Just consider whether these buyouts are worth the extra money at closing. Before you make a decision, ask yourself whether you’ll stay in the home long enough for the amount you’ll save from a lower rate to offset the cost of buying out your rate.
Mortgage Rates Today: Frequently Asked Questions
What are interest rates today?
Here are the interest rates for some of the most popular mortgage terms: According to average rates on Zillow’s lender marketplace, the current 30-year fixed rate fell 13 basis points to 6.17%The 15-year fixed rate fell 5 basis points to 5.75%, and the 5/1 ARM fell 22 basis points to 6.09%.

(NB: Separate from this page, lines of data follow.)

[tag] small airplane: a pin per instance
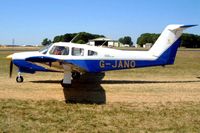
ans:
(76, 59)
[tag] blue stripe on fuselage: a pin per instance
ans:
(167, 58)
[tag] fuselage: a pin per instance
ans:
(92, 59)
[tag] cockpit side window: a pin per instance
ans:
(59, 50)
(92, 53)
(77, 51)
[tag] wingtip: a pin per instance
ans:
(188, 26)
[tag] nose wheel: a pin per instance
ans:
(19, 78)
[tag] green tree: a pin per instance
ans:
(46, 42)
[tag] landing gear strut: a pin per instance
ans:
(76, 75)
(19, 78)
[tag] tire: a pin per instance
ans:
(65, 85)
(19, 79)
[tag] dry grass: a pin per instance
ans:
(141, 100)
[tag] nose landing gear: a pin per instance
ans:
(19, 78)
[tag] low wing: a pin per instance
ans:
(53, 64)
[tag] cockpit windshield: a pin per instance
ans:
(44, 50)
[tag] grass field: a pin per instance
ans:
(138, 100)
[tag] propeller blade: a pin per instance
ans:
(11, 68)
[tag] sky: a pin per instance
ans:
(28, 22)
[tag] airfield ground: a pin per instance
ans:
(138, 100)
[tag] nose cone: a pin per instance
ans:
(9, 57)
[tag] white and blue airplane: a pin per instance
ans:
(75, 59)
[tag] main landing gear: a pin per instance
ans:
(68, 76)
(19, 78)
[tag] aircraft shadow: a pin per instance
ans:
(88, 89)
(144, 82)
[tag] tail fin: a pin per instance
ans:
(165, 48)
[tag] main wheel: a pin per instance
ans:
(65, 85)
(19, 79)
(76, 75)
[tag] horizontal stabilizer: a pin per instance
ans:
(180, 27)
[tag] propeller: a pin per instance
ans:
(11, 64)
(11, 68)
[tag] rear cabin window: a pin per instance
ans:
(59, 50)
(92, 53)
(77, 51)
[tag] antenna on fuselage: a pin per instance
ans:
(74, 38)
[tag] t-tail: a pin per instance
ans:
(165, 48)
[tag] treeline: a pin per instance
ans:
(188, 40)
(82, 38)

What is the normal mortgage rate now?
The regular mortgage rate for a 30-year fixed loan is 6.17%. However, keep in mind that this is a national average based on Zillow data. Zillow’s rates typically differ slightly from rates reported by Freddie Mac and others. Each source collects data using different methods and reports it over different time periods. Zillow receives rates from its lender marketplace and reports them daily, and Freddie Mac pulls the information from loan applications submitted to its underwriting system, which are averaged over the week. The average mortgage rate can be higher or lower depending on where you live in the US and, of course, your credit score.
Will mortgage rates go down?
MBA expects 30-year mortgage rates to be between 6.4% and 6.5% through 2026, according to the latest forecasts. Fannie Mae forecasts the 30-year mortgage rate at 6.4% through the end of the year.